Alas, self-consciousness and self-anger are emotions that confound and complicate the situation of our cultural inability to express and sit comfortably with negative emotions. For both self and others, it seems, negative emotions get pushed away. We avoid them. They seem like unwelcome guests in the house of our emotional well-being and peace of mind. We become apathetic instead because it’s easier to be lazy than to feel fear for too long or too intensely.
With this comes an inability to be present to another person when they are experiencing great sadness, anger, injustice, or loss. There is an urge to do something. We desire, with all the best intentions, to cheer one another up. We do not like to see those we love or even just like upset, crying, or dealing with grave, sad circumstances.
But it does not have to be so bad. Just because I am sad that something did not work out the way I had intended or would have liked does not mean that I have to feel…bad about it. It just sucks a little bit. But that’s okay. I don’t have to try to fix the situation. I don’t even need to change my perspective about it. I don’t need to keep trying in something that just does not feel right.
What I want most to have others acknowledge is that my suffering is present and that I feel sad about it, but to not be scared or burdened about my sadness. I don’t want others to feel like they have to look out for me or take care of me in any way. I don’t want to feel guilty for choosing to be alone sometimes, or for needing to spend some time with myself just trying to slowly comb my way through my own emotions.
I wonder how this polarity between “positive” emotions like happiness, joy, ecstasy, satisfaction, eagerness, excitement, rapture, and so on, came to be considered so good and constructive, whereas “negative” emotions like sadness, anger, fear, distress, uneasiness, confusion, loneliness, and some on, came to be considered so bad and destructive. It’s like we always want to push these negative emotions away and get them over with so we can move back towards feeling at least ease and calm.
My friend Judith introduced me to this beautiful phrase “easeful depth.” She explained that we can allow ourselves to feel depth and intensity of emotions and psychological states as easeful rather than overwhelming.
In Tibetan Buddhism, it is taught that the cause of human suffering is to attach to pleasant phenomena and avoid unpleasant phenomena. Yes, exactly! We suffer not because there is sadness, but because we are attached to the notion of being happy in a certain way, and we are avoiding feeling the sadness that is present. It is the fear of the reality of the experience which is actually present that really causes the suffering, and perhaps not actually the feeling itself.
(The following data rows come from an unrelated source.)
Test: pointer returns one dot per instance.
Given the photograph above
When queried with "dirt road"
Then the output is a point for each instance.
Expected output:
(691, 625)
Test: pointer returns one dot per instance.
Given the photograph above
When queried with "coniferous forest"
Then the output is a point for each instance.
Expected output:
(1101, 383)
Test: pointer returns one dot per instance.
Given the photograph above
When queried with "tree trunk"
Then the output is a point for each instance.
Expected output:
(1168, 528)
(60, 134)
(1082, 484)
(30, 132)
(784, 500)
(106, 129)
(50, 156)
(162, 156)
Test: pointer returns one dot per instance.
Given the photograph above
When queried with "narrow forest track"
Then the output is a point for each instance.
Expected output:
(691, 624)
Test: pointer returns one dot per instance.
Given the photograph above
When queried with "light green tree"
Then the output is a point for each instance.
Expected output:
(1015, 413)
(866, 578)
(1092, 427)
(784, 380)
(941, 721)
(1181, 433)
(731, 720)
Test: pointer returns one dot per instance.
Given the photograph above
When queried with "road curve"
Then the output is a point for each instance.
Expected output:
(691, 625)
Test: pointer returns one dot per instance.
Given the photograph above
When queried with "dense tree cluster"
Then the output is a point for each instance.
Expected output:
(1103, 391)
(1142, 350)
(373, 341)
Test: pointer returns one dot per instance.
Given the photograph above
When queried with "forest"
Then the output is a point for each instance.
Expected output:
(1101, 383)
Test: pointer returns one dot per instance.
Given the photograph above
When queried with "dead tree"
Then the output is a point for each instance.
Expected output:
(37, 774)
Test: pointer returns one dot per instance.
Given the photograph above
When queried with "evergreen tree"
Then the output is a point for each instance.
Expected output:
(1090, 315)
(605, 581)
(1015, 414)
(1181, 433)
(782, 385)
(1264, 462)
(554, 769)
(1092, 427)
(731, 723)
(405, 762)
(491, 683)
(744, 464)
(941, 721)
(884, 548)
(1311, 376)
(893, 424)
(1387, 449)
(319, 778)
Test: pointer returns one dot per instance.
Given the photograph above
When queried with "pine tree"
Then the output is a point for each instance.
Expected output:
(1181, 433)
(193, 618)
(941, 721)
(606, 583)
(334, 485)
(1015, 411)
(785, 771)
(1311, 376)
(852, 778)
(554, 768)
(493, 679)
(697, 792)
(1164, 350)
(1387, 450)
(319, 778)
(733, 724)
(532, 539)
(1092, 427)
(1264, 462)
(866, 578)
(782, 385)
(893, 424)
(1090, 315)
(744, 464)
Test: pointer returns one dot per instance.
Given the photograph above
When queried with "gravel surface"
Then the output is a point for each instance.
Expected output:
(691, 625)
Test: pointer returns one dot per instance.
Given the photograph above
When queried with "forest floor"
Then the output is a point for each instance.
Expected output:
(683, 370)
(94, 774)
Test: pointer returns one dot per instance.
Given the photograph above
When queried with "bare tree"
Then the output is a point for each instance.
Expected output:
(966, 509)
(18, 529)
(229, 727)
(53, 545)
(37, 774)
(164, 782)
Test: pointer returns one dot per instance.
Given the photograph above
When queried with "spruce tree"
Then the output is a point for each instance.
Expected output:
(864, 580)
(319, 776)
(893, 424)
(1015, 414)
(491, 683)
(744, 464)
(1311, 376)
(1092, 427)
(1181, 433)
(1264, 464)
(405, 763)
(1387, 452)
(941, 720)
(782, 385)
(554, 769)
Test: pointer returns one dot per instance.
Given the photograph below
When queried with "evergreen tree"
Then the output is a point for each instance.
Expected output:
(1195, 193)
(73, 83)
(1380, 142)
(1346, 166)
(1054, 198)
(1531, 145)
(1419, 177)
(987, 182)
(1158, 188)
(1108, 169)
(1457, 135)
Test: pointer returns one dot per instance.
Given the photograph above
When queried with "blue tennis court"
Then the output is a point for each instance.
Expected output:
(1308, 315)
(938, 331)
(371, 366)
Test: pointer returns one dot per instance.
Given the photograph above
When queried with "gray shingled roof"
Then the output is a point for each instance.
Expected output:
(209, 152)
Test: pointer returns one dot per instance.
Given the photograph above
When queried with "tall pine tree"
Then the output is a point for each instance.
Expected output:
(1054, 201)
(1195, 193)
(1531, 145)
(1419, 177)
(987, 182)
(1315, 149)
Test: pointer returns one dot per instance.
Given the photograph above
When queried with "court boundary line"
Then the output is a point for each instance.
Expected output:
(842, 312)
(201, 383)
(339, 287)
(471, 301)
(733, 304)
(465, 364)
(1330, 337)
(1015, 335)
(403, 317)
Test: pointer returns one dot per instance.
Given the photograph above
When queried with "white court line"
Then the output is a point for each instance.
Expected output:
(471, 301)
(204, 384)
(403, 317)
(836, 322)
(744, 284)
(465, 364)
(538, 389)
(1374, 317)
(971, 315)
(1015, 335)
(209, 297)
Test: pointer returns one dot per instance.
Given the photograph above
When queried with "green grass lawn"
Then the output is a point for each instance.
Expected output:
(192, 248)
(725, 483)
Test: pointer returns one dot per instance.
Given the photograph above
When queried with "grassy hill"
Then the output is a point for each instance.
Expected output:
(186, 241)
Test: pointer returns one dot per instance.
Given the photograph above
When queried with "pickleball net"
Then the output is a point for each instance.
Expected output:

So how can we respond compassionately to others who experience negative emotions? If a loved one or even a stranger is deeply sad and hurt from something really terrible that happened to them, then what is there to even say? Why do we rove around our brains anxiously trying to find the right thing to say, or to do? What is there to really say, anyway?
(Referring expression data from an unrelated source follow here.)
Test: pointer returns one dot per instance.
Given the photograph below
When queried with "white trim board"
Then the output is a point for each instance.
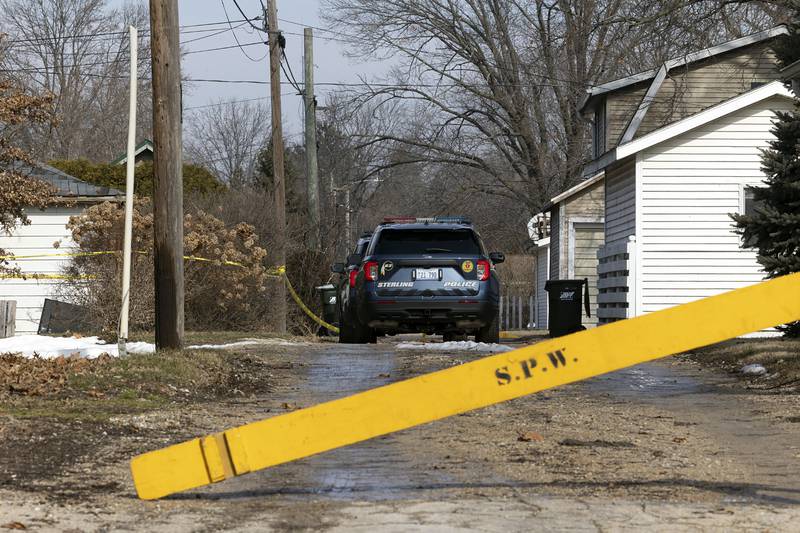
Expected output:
(775, 88)
(577, 188)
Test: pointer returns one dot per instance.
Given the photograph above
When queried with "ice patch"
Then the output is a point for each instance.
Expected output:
(753, 370)
(460, 346)
(52, 347)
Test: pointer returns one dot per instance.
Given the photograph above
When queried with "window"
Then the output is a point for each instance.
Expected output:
(750, 203)
(599, 129)
(749, 208)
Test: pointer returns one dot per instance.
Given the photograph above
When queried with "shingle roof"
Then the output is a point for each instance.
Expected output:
(65, 185)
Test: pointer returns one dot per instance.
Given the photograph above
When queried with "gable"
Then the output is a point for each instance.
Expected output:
(635, 106)
(772, 89)
(688, 90)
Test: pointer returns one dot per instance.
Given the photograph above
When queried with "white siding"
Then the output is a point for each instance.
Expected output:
(620, 198)
(542, 271)
(47, 227)
(689, 186)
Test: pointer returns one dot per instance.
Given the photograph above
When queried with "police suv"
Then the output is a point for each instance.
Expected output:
(430, 275)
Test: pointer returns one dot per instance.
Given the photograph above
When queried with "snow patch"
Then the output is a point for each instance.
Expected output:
(52, 347)
(753, 370)
(91, 347)
(461, 346)
(245, 342)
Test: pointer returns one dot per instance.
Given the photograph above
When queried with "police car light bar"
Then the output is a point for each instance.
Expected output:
(427, 220)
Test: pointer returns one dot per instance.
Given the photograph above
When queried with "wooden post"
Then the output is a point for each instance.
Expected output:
(167, 173)
(312, 177)
(130, 169)
(8, 318)
(277, 159)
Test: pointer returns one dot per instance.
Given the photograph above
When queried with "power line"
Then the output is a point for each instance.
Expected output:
(220, 32)
(122, 33)
(301, 24)
(226, 102)
(234, 33)
(245, 16)
(290, 76)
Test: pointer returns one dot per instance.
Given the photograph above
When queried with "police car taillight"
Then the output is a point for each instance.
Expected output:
(483, 268)
(371, 270)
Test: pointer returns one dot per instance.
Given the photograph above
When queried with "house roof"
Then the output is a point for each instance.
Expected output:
(775, 88)
(577, 188)
(791, 71)
(681, 61)
(66, 186)
(146, 144)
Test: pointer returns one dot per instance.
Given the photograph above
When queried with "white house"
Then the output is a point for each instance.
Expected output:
(669, 195)
(567, 238)
(674, 148)
(48, 226)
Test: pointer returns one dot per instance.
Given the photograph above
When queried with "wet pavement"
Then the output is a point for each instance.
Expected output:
(713, 402)
(374, 470)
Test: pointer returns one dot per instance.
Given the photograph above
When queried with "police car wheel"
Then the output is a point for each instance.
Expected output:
(490, 333)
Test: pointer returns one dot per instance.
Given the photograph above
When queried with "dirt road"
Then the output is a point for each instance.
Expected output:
(667, 446)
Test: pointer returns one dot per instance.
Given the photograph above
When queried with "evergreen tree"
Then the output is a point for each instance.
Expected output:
(773, 225)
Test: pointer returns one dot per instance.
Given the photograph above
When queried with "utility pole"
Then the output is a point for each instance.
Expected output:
(167, 173)
(311, 138)
(129, 175)
(275, 49)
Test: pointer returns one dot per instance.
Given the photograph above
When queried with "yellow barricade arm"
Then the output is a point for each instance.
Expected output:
(462, 388)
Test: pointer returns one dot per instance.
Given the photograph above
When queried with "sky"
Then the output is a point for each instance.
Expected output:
(331, 64)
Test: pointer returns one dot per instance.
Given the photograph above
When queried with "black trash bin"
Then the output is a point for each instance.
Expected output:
(564, 297)
(330, 309)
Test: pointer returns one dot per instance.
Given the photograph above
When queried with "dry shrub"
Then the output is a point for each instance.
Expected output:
(219, 294)
(18, 192)
(305, 268)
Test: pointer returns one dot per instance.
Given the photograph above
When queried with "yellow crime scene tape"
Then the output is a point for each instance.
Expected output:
(277, 272)
(462, 388)
(281, 271)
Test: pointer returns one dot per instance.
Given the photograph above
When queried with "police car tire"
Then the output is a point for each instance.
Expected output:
(490, 333)
(346, 333)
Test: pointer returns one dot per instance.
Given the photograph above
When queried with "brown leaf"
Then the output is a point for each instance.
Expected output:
(529, 436)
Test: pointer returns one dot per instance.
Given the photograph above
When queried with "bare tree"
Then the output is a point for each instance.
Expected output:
(76, 50)
(226, 137)
(494, 86)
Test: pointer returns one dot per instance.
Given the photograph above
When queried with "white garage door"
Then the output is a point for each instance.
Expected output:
(588, 238)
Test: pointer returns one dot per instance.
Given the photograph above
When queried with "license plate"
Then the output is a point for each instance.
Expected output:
(427, 274)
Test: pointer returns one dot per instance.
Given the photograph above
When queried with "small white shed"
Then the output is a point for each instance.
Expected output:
(48, 226)
(669, 195)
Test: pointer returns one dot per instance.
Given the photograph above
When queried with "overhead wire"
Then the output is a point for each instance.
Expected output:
(236, 38)
(122, 33)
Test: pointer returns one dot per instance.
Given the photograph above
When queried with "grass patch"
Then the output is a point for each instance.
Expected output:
(214, 337)
(81, 389)
(778, 355)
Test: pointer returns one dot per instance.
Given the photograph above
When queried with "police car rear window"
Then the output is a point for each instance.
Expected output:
(427, 241)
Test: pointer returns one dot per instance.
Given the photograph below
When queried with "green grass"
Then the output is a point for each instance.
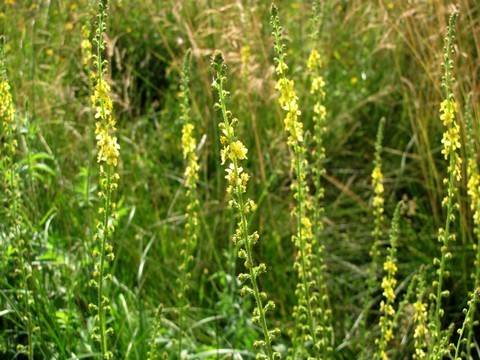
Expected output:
(380, 60)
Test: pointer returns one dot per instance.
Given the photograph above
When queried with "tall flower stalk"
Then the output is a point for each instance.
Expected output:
(12, 212)
(317, 90)
(107, 158)
(451, 145)
(387, 319)
(377, 211)
(189, 242)
(232, 154)
(306, 312)
(473, 190)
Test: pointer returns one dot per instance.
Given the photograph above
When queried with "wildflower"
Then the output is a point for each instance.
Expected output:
(233, 152)
(451, 144)
(389, 283)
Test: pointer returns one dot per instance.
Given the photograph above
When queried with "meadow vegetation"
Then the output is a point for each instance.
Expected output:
(238, 179)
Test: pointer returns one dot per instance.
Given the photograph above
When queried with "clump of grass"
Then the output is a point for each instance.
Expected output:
(389, 283)
(12, 225)
(466, 325)
(188, 243)
(233, 152)
(107, 158)
(307, 312)
(153, 352)
(451, 144)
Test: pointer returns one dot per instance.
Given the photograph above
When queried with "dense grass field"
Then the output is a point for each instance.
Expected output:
(236, 179)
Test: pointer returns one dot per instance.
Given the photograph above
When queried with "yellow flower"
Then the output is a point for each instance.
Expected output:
(188, 142)
(314, 61)
(448, 108)
(238, 150)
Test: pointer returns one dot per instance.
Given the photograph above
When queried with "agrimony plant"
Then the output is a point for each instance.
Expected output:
(451, 145)
(107, 158)
(12, 225)
(317, 90)
(420, 318)
(473, 190)
(388, 285)
(232, 153)
(377, 210)
(188, 243)
(307, 313)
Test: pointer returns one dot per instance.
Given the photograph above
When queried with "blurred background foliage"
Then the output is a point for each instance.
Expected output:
(381, 59)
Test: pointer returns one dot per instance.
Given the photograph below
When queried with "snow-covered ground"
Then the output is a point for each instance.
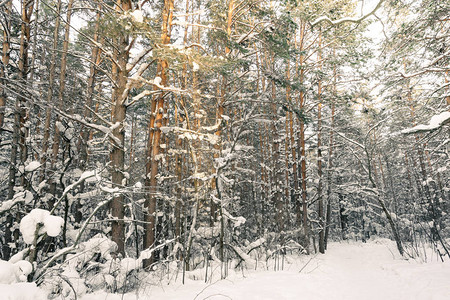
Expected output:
(347, 271)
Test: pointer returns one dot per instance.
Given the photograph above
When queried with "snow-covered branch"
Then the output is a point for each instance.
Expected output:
(347, 19)
(436, 122)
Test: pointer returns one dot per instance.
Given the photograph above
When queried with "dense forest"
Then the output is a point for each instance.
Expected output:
(145, 136)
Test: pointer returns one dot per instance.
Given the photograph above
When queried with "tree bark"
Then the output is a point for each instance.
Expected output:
(154, 139)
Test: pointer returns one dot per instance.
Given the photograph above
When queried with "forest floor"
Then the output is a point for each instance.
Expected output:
(348, 271)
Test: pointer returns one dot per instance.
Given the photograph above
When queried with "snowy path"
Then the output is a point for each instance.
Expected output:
(347, 271)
For me, the best response I ever heard someone say to the news about my ill health or my bad luck with my PhD being so unfulfilling was, “That really sucks.” And I quickly responded, “Yes! Exactly. It really does. Thank you so much for saying that.” What else is there to say? So many “You’ll get through it” might offer some reassurance or encouragement, but sometimes I just need to have confirmation that it is OK for me to feel that this somewhat unfair thing happened to me that I cannot control and that it just sucks. And I think I cannot be the only one who feels this way sometimes.
There is no where to go! There is nothing to do! There are no words that are quite right! Sit with me in the dark. Please. Just sit with me in the dark. Be silent, be still. Let me feel. And I will, in turn an in time, I promise, do the same for you when you will need it.